Le père, un forgeron musclé comme un athlète,
A deux outils de fer, l’enclume et le marteau ;
Or voici ce qu’il dit à son fils : «Sois honnête
Et que rien de fangeux ne traîne à ton manteau.
2/
«Je suis un ouvrier, je peine, et c’est ta gloire !
Sans l’outil créateur, fait d’aube et de réveil,
L’homme ne serait plus qu’un fantôme, et l’Histoire
Aurait clos ses feuilles dès le premier soleil.
3/
«La scie aux dents d’acier, la hache prompte et lourde
Utilisent pour nous le vaste bois doré ;
C’est grâce à la charrue ouvrant la terre sourde
Que l’épi blond se lève, espoir du pain sacré.
4/
«Le marteau bat le fer, l’aiguille coud les voiles
Que la tempête roule autour des mâts tremblants ;
Un bout de verre lit le secret des étoiles ;
La pioche fit du sol jaillir les marbres blancs.
5/
«La navette, en glissant sur le métier qui crie,
T’habille fil à fil, de l’hiver à l’été :
Quand tu vois un drapeau, fils, pense à la Patrie ;
Quand tu vois un outil, pense à l’Humanité !»
Clovis Hugues
Explications des mots et des phrases
Sens des expressions en italiques :
Musclé, qui a des muscles forts.
Athlète, homme très fort.
Fangeux, boueux, sale, malpropre.
L’outil créateur, l’outil crée puisque c’est avec lui qu’on confectionne une foule d’objets.

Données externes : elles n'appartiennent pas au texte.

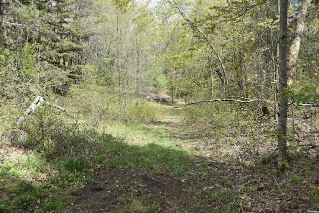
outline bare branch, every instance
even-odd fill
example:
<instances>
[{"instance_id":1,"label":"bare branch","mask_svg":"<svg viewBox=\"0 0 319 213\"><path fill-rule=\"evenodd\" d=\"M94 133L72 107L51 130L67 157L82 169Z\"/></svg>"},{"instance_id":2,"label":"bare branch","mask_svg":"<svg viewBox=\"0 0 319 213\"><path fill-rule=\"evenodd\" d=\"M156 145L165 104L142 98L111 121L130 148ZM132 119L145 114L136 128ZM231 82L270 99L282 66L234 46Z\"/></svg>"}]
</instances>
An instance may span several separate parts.
<instances>
[{"instance_id":1,"label":"bare branch","mask_svg":"<svg viewBox=\"0 0 319 213\"><path fill-rule=\"evenodd\" d=\"M185 107L186 106L192 105L192 104L198 104L198 103L207 102L207 103L210 103L211 102L224 102L224 101L234 101L234 102L236 102L243 103L251 103L251 102L258 102L258 101L261 101L261 102L266 102L266 103L269 103L270 102L270 101L269 100L265 100L265 99L247 99L245 101L243 101L242 100L239 100L239 99L213 99L213 100L201 100L201 101L194 101L194 102L190 102L190 103L187 103L186 104L184 104L183 105L177 106L174 107L174 108L183 107Z\"/></svg>"}]
</instances>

Fait d’aube et de réveil, allusion au travail matinal : l’ouvrier travaille tôt, dès l’aube.
Fantôme, chimère, quelque chose d’illusoire, de nul.
L’histoire aurait clos ses feuillets dès le premier soleil, sans l’outil, l’humanité n’aurait rien produit, elle n’aurait point vécu intellectuellement et l’histoire n’aurait rien eu à raconter.
Le vaste bois doré, le bois qu’on travaille est jaune, couleur d’or.
La terre sourde, expression figurée pour exprimer la lourdeur, l’épaisseur, l’inertie apparente de la terre.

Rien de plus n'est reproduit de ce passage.